The basic flaw in the landing sequence isn't the size of the target, it's the design of the vehicle. Its minimum T/W ratio is well over unity at landing, meaning it can't hover, can't ease itself down, and you have to take great care to not end up with positive vertical velocity. The only way it can land (with any reasonable sized target) is to approach at high speed, then at the last second try to null horizontal velocity without excessively reducing vertical velocity (I.E. bouncing), followed by a return to vertical and touchdown.

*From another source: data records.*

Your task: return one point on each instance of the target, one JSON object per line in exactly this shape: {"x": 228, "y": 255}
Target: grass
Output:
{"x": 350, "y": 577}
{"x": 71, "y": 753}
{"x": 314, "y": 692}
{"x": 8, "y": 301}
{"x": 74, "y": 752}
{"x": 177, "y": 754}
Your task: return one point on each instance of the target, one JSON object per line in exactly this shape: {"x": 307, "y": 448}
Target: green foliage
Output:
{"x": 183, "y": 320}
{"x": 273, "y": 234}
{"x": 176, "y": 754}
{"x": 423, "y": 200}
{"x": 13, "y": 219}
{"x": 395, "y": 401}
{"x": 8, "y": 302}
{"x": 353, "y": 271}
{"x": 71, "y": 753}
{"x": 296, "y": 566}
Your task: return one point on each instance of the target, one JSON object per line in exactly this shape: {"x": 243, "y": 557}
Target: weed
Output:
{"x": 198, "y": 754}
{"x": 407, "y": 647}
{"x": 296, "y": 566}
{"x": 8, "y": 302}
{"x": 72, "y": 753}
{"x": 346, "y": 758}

You could avoid this by having a circle of paved ground a quarter to half a mile in diameter - but that's not cheap to build or maintain given the need to resist a rocket's exhaust. Long term, given that the tests are essentially free*, it's cheaper and easier to figure out how to land precisely on a smaller target.

* The first stage is bought and paid for by the launch customer - and so long as the added equipment for landing poses no undue risk during ascent, they don't care what happens to it after separation.

Re:Video from the barge

[Bruce+Perens]

If there's one thing they should work on, it's not thrusters but having the capability to throttle to hover. That would potentially change the entire low approach. It is complicated by the fact that engine performance goes nonlinear in the low range.

Re: Video from the barge

Their ultimate goal is to land this on another planet, then take back off. That is why they are working so hard on unassisted landing.

Re:You Can See

That would require strengthening the body to withstand forces from other directions. More weight. This is a kludge and the wrong way to solve the problem.